You are viewing a plain text version of this content. The canonical link for it is here.
Posted to user@spark.apache.org by Jeff Evans <je...@gmail.com> on 2019/10/29 21:37:27 UTC
Deleting columns within nested arrays/structs?

The starting point for the code is the various answer to this
<https://stackoverflow.com/questions/32727279/dropping-a-nested-column-from-spark-dataframe>
StackOverflow question.  Fixing some of the issues there, I end up with the
following:

  def dropColumn(df: DataFrame, colName: String): DataFrame = {
    df.schema.fields
        .flatMap(f => {
          if (colName.startsWith(s"${f.name}.")) {
            dropSubColumn(col(f.name), f.dataType, f.name, colName) match {
              case Some(x) => Some((f.name, x))
              case None => None
            }
          } else {
            None
          }
        })
        .foldLeft(df) {
          case (df, (colName, column)) => df.withColumn(colName, column)
        }
  }

  def dropSubColumn(col: Column, colType: DataType, fullColName: String,
dropColName: String): Option[Column] = {
    if (fullColName.equals(dropColName)) {
      None
    } else if (dropColName.startsWith(s"$fullColName.")) {
      colType match {
        case colType: StructType =>
          Some(struct(
            colType.fields
                .flatMap(f =>
                  dropSubColumn(col.getField(f.name), f.dataType,
s"$fullColName.${f.name}", dropColName) match {
                    case Some(x) => Some(x.alias(f.name))
                    case None => None
                  })
                : _*))
        case colType: ArrayType =>
          colType.elementType match {
            case innerType: StructType =>
              Some(array(struct(innerType.fields
                  .flatMap(f =>
                    dropSubColumn(col.getField(f.name), f.dataType,
s"$fullColName.${f.name}", dropColName) match {
                      case Some(x) => Some(x.alias(f.name))
                      case None => None
                    })
                  : _*)))
          }

        case _ => Some(col)
      }
    } else {
      Some(col)
    }
  }

Now, when I try this out on a simple nested JSON, it seems to work, in the
sense that non-removed column names still exist.  However, the type of the
"surviving" sibling field (i.e. the one not removed) has become wrapped in
an array type.  I have spent a while stepping through the code and can't
quite understand why this is happening.  Somehow, the GetArrayStructFields
class is involved.

// read some nested JSON with structs/arrays

val json = """{
  "foo": "bar",
  "top": {
    "child1": 5,
    "child2": [{
      "child2First": "one",
      "child2Second": 2
    }]
  }
}""".stripMargin

val df = spark.read.option("multiLine", "true").json(Seq(json).toDS())
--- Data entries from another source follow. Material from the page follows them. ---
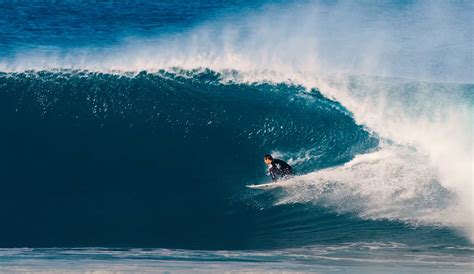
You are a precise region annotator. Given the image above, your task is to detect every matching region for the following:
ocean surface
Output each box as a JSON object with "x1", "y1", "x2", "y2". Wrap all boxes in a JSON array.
[{"x1": 0, "y1": 0, "x2": 473, "y2": 273}]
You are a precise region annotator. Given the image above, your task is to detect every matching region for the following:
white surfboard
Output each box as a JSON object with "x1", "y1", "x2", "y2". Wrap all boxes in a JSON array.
[
  {"x1": 246, "y1": 179, "x2": 295, "y2": 190},
  {"x1": 246, "y1": 182, "x2": 282, "y2": 190}
]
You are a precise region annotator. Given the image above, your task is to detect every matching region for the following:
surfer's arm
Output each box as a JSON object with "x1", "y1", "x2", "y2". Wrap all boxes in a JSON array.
[{"x1": 269, "y1": 168, "x2": 278, "y2": 182}]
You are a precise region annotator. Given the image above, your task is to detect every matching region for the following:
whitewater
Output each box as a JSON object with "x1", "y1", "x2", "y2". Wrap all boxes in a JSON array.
[{"x1": 0, "y1": 0, "x2": 472, "y2": 273}]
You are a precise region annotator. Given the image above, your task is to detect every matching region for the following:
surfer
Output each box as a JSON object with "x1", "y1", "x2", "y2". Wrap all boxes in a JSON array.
[{"x1": 264, "y1": 154, "x2": 293, "y2": 182}]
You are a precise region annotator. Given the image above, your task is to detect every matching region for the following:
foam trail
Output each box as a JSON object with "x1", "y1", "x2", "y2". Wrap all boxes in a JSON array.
[
  {"x1": 277, "y1": 147, "x2": 464, "y2": 228},
  {"x1": 1, "y1": 1, "x2": 473, "y2": 239}
]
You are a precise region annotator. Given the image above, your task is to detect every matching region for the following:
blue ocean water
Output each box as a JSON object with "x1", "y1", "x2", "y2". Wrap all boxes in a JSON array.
[{"x1": 0, "y1": 1, "x2": 473, "y2": 273}]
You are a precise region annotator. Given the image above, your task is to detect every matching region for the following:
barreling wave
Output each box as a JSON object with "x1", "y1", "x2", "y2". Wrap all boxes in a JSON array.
[
  {"x1": 0, "y1": 69, "x2": 471, "y2": 249},
  {"x1": 0, "y1": 0, "x2": 472, "y2": 249}
]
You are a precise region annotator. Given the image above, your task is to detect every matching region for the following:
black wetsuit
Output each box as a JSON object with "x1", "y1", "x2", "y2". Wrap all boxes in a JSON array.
[{"x1": 268, "y1": 159, "x2": 293, "y2": 182}]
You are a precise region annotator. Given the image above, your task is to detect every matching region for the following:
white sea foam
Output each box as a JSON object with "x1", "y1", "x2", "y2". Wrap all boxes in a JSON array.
[{"x1": 276, "y1": 147, "x2": 464, "y2": 228}]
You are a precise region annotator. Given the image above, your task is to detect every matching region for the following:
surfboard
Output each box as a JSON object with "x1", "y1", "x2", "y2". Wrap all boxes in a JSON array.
[
  {"x1": 246, "y1": 179, "x2": 295, "y2": 190},
  {"x1": 246, "y1": 183, "x2": 281, "y2": 189}
]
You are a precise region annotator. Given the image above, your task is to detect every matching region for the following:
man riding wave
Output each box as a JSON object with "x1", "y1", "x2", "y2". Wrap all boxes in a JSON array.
[{"x1": 263, "y1": 154, "x2": 293, "y2": 182}]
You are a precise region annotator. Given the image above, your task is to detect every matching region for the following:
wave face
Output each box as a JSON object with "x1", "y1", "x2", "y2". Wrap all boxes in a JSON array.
[{"x1": 0, "y1": 0, "x2": 473, "y2": 256}]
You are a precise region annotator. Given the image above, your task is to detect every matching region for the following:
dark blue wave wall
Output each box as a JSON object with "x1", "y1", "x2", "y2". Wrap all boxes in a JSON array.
[{"x1": 0, "y1": 70, "x2": 380, "y2": 249}]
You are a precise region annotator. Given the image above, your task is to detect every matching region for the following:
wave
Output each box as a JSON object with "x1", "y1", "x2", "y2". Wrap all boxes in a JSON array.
[
  {"x1": 0, "y1": 70, "x2": 377, "y2": 248},
  {"x1": 0, "y1": 0, "x2": 472, "y2": 248},
  {"x1": 0, "y1": 70, "x2": 471, "y2": 249}
]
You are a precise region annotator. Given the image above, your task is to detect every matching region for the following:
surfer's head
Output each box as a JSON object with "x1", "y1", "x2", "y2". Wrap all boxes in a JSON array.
[{"x1": 264, "y1": 154, "x2": 273, "y2": 164}]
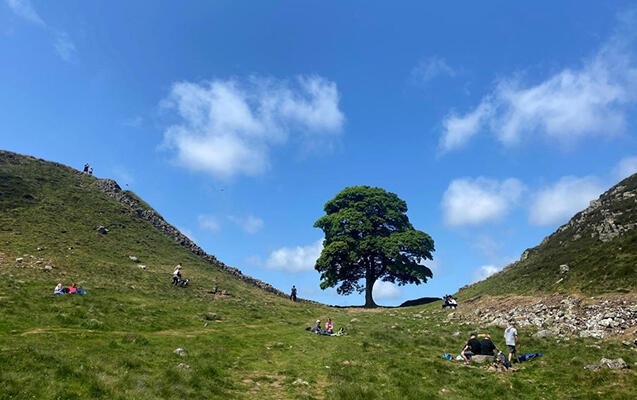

val resultDf = dropColumn(df, "top.child2.child2First")

resultDf.select("top.child2.child2Second")
/*
+------------+
|child2Second|
+------------+
|       [[2]]|
+------------+
*/

// check the same from the original DataFrame

df.select("top.child2.child2Second")
/*
+------------+
|child2Second|
+------------+
|         [2]|
+------------+
*/

// check the field type for "child2Second"
resultDf.schema.fields(1).dataType.asInstanceOf[StructType].fields(1).dataType.asInstanceOf[ArrayType].elementType.asInstanceOf[StructType].fields(0).dataType.typeName
// prints array

// check the same from the original DataFrame (when it was index 1)
df.schema.fields(1).dataType.asInstanceOf[StructType].fields(1).dataType.asInstanceOf[ArrayType].elementType.asInstanceOf[StructType].fields(1).dataType.typeName
// prints long

Is the code above incorrect, with regards to dropping nested fields (in
this case, a field within a struct, which itself is in an array)?  Or is
there some other consideration I'm missing?  Any insight is appreciated.